Мужичок бухнулся на битый кирпич и, перейдя из вертикали в полугоризонталь, почувствовал себя более уверенно.
– Значит так, товарищи из Петрограда. Завком принял решение на этой неделе не работать!
– Как не работать?! Почему?! – буквально взорвался Сталин.
– А ты на глотку меня не бери, – совсем освоился в обстановке Ларин, – мы еще не таких видали! Сейчас не царское время! Трудовой коллектив решил не работать – и баста! Раньше нас все эксплуатировали, а теперь мы сами принимаем решения.
Шляпников зло сплюнул вязкую слюну и вопросительно посмотрел на Сталина.
Сталин окаменел. Завкомовец слово в слово повторил его мысли, которыми он успокаивал себя во время поездки по заснеженному полумертвому Петрограду. «Стало быть, так тоже можно трактовать свободу трудящихся? Вот такое, значит, „светлое будущее“? Ах ты, сын ишака!»

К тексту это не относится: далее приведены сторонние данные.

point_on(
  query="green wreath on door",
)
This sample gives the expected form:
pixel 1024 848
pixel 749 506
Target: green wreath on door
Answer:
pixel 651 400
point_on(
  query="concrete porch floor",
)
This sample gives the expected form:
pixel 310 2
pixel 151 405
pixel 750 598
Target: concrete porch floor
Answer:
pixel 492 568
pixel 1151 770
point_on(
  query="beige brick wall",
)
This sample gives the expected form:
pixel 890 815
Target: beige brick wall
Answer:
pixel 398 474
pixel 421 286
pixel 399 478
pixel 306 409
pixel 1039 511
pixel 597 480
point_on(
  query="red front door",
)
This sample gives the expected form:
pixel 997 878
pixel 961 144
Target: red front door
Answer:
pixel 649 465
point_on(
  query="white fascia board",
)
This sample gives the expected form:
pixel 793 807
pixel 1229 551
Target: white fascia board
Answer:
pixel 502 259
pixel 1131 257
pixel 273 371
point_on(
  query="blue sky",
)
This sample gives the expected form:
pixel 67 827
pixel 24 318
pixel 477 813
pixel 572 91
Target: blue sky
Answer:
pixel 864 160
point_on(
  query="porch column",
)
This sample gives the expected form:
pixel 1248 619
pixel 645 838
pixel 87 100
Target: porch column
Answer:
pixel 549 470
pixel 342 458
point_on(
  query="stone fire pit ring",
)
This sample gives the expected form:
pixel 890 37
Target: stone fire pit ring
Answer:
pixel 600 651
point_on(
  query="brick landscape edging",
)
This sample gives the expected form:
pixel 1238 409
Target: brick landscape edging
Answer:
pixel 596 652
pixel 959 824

И чувствуя, как из груди поднимается в голову горячая волна гнева, Сталин развел руками и буквально шепотом произнес, стараясь не глядеть на икающего гегемона:
– Ну а что поделаешь, товарищ Шляпников? Если пролетариат решил отдыхать, так тому и быть! Не можем же мы идти против воли трудящихся, не правда ли, товарищ Ларин?
Пьяненький завкомовец послушно начал кивать головой с такой интенсивностью, что, казалось, шея не выдержит заданной амплитуды.
– А что, товарищ Ларин, не прогуляться ли нам тут недалеко?
– Куда? – заинтригованно встрепенулся Ларин.
– Да вот, к ближайшей стеночке, где мы шлепнем тебя и весь твой завком за саботаж и вредительство делу пролетарской революции…
С последними словами красноармейцы синхронно подхватили обмякшего завкомовца, пытавшегося схватить наркома за рукав, но Сталин уже шел прочь, шепча под нос что-то о сознательных трудящихся, которым надо только отдать заводы, а дальше они уже сами все правильно отрегулируют и рождение царства труда станет просто неизбежным…
* * *
Император не заметил, что давно сошел с брусчатки и брел неприкаянно по покрытому свежей зеленью газону под изумленными взглядами охраны. Виновато улыбнувшись, он вернулся на привычную «тропу». Удивительная штука – человеческая память. Она позволяет забыть, что делал утром, но бережно, в мельчайших деталях хранит все, что происходило полвека тому назад… «Так, стоп! Хватит копаться в прошлом, оно уже никогда не будет прежним будущим! Надо еще раз проверить диспозиции в настоящем».